From 96a5bc31089dadca466327794626991231609340 Mon Sep 17 00:00:00 2001
From: rjawor <rjawor@amu.edu.pl>
Date: Fri, 28 Apr 2017 13:48:32 +0200
Subject: [PATCH] original sentence in tokenized sentence

---
 concordia/tokenized_sentence.cpp |  3 ++-
 concordia/tokenized_sentence.hpp | 13 ++++++++++++-
 2 files changed, 14 insertions(+), 2 deletions(-)
diff --git a/concordia/tokenized_sentence.cpp b/concordia/tokenized_sentence.cpp
index e32b813..bd2a189 100644
--- a/concordia/tokenized_sentence.cpp
+++ b/concordia/tokenized_sentence.cpp
@@ -7,7 +7,8 @@
 #include <boost/algorithm/string.hpp>
 
 TokenizedSentence::TokenizedSentence(std::string sentence):
-                                         _sentence(sentence) {
+                                         _sentence(sentence),
+                                         _originalSentence(sentence) {
 }
 
 TokenizedSentence::~TokenizedSentence() {
diff --git a/concordia/tokenized_sentence.hpp b/concordia/tokenized_sentence.hpp
index e2a3eab..fd7648d 100644
--- a/concordia/tokenized_sentence.hpp
+++ b/concordia/tokenized_sentence.hpp
@@ -35,13 +35,22 @@ public:
     */
     virtual ~TokenizedSentence();
 
-    /*! Getter for the string sentence, which is used for extracting tokens.
+    /*! Getter for the string sentence,
+        which might have been modified during tokenization.
       \returns sentence
     */
     std::string getSentence() const {
         return _sentence;
     }
 
+    /*! Getter for the original string sentence,
+        which was used for extracting tokens.

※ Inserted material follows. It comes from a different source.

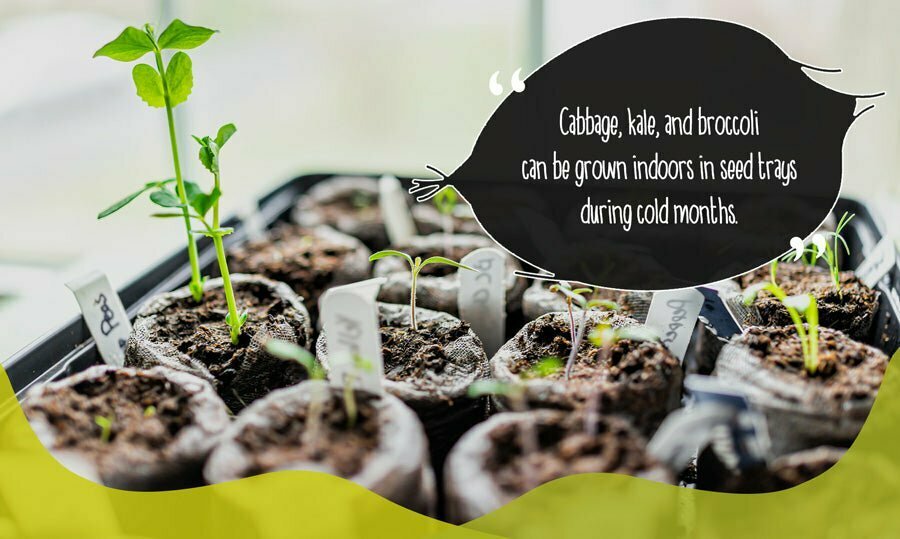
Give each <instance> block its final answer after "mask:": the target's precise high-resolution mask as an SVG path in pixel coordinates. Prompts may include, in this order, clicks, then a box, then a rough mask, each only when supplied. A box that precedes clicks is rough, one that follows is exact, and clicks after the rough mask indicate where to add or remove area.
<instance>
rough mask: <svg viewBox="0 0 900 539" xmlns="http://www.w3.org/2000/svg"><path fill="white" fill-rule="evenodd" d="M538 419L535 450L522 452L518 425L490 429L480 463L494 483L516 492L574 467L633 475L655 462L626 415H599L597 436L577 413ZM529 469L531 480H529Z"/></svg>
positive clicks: (504, 490)
mask: <svg viewBox="0 0 900 539" xmlns="http://www.w3.org/2000/svg"><path fill="white" fill-rule="evenodd" d="M558 417H559V418H560V419H554V420H553V421H547V422H543V423H540V424H538V425H536V426H537V434H538V440H539V447H540V450H539V451H538V452H537V453H532V454H528V455H524V456H523V454H522V446H521V436H522V435H521V429H520V427H521V425H519V424H505V425H502V426H501V427H500V428H497V429H495V430H494V431H493V432H491V433H490V440H491V442H492V446H493V447H492V450H491V451H490V453H489V455H488V460H487V462H486V463H485V467H486V469H487V470H488V471H489V472H490V473H492V474H493V476H494V481H495V482H496V484H497V485H498V486H499V487H500V488H501V489H503V490H504V491H506V492H508V493H509V494H511V495H518V494H521V493H523V492H525V491H527V490H530V489H531V488H534V487H535V486H537V485H539V484H543V483H547V482H549V481H552V480H554V479H557V478H560V477H564V476H567V475H573V474H578V473H592V472H611V473H620V474H627V475H637V474H639V473H641V472H645V471H648V470H650V469H651V468H654V467H656V466H658V465H659V464H658V463H657V462H656V461H655V460H654V459H653V458H652V457H650V456H649V455H647V453H646V451H645V441H644V439H643V437H641V435H640V434H638V433H637V431H635V430H634V428H632V427H631V426H630V425H629V424H628V423H627V422H626V421H624V420H622V419H619V418H616V417H609V416H601V417H599V418H598V422H597V424H596V425H597V432H596V436H593V437H592V436H589V435H588V434H587V432H585V425H584V418H583V416H582V415H581V414H567V415H565V416H558ZM529 472H530V473H531V474H533V475H532V477H533V479H532V480H531V481H534V483H535V484H529V481H530V480H529V479H528V477H529Z"/></svg>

+      \returns originalSentence
+    */
+    std::string getOriginalSentence() const {
+        return _originalSentence;
+    }
+
     /*! Method for getting tokenized sentence in a string format (
     tokens separated by single spaces.
       \returns tokenized sentence
@@ -126,6 +135,8 @@ public:
 private:
     std::string _sentence;
 
+    std::string _originalSentence;
+
     std::list<TokenAnnotation> _tokenAnnotations;
 
     std::vector<INDEX_CHARACTER_TYPE> _codes;